Exercise 41.3.7.   Reformulate create-hand in figure 124 such that the manager uses a single set!-expression and sorted-insert does not use any structure mutation.    Solution

Exercise 41.3.8.   Recall the definition of a binary tree from section 14.2:

A binary-tree (short: BT) is either

  1. false or

  2. (make-node soc pn lft rgt)
    where soc is a number, pn is a symbol, and lft and rgt are BTs.

The required structure definition is

(define-struct node (ssn name left right))

A binary tree is a binary-search-tree if every node structure contains a social security number that is larger than all those in the left subtree and smaller than all those in the right subtree.

Develop the function insert-bst!. The function consumes a name n, a social security number s, and a bst. It modifies the bst so that it contains a new node with n and s while maintaining it as a search tree.

Also develop the function remove-bst!, which removes a node with a given social security number. It combines the two subtrees of the removed node by inserting all the nodes from the right tree into the left one.    Solution

The discussion in this subsection and the exercises suggest that adding or removing items from linked structures is a messy task. Dealing with an item in the middle of the linked structures is best done with accumulator-style functions. Dealing with the first structure requires encapsulation and management functions. In contrast, as exercise 41.3.7 shows, a solution without mutators is much easier to produce than a solution based on structure mutation. And the case of cards and hands, which deals with at most 52 structures, is equally efficient. To decide which of the two approaches to use requires a better understanding of algorithmic analysis (see intermezzo 5) and of the language mechanisms and program design recipes for encapsulating state variables.

41.4  Extended Exercise: Moving Pictures, a Last Time

In sections 6.6, 7.4, 10.3, and 21.4 we studied how to move pictures across a canvas. A picture is a list of shapes; a shape is one of several basic geometric shapes: circles, rectangles, etc. Following our most basic design principle -- one function per concept -- we first defined functions for moving basic geometric shapes, then for mixed classes of shapes, and finally for lists of shapes. Eventually we abstracted over related functions.
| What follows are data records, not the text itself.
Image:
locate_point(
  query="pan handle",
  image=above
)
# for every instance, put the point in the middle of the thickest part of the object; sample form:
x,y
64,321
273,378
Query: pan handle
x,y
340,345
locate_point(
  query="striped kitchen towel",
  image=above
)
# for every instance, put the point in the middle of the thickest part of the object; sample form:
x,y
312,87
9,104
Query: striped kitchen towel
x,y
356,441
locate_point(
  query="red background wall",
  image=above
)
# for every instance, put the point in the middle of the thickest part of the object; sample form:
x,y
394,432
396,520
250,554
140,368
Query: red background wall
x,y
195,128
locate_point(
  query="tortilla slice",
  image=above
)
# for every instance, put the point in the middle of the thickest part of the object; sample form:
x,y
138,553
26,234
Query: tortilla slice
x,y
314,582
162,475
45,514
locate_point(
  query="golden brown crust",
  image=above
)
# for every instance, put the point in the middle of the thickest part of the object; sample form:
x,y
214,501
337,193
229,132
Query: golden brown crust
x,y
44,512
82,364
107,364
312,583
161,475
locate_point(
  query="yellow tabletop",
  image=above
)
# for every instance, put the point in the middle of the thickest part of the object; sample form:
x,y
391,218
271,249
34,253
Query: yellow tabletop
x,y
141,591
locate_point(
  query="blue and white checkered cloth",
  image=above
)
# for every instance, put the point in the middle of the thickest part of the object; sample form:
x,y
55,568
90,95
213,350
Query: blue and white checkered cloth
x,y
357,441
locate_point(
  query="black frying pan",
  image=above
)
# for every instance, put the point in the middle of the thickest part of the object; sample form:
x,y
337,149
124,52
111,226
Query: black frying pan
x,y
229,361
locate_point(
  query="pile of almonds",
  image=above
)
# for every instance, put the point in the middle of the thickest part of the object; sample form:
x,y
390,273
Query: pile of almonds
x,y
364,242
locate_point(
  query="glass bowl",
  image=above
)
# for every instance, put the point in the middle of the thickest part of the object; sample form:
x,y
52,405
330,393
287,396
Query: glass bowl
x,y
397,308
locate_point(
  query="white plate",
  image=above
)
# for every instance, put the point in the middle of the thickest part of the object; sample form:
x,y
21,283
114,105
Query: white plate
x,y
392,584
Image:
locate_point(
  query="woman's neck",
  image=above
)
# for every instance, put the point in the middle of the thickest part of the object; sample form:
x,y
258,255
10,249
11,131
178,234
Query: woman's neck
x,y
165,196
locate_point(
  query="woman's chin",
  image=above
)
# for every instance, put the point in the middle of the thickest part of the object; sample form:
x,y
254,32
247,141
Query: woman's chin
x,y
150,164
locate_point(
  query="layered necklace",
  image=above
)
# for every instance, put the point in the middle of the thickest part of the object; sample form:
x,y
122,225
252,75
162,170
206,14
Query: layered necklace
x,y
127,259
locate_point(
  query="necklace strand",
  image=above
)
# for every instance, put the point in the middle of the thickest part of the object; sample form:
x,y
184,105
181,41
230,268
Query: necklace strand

The functions for moving basic shapes create a new shape from an existing shape. For example, the function for moving a circle consumes a circle structure and produces a new circle structure. If we think of the circle as a painting with a round frame and the canvas as a wall, however, creating a new shape for each move is inappropriate. Instead, we should change the shape's current position.

Exercise 41.4.1.   Turn the functions translate-circle and translate-rectangle of exercises 6.6.2 and 6.6.8, respectively, into structure-mutating functions. Adapt move-circle from section 6.6 and move-rectangle from exercise 6.6.12 so that they use these new functions.    Solution

Exercise 41.4.2.   Adapt the function move-picture from exercise 10.3.6 to use the structure-mutating functions from exercise 41.4.1.    Solution

Exercise 41.4.3.   Use Scheme's for-each function (see Help Desk) to abstract where possible in the functions of exercise 41.4.2.    Solution

76 The notation (vectorof X) is analogous to (listof X).

77 Scheme proper provides list mutators, and a Scheme programmer would use them to represent a hand as a list of cards.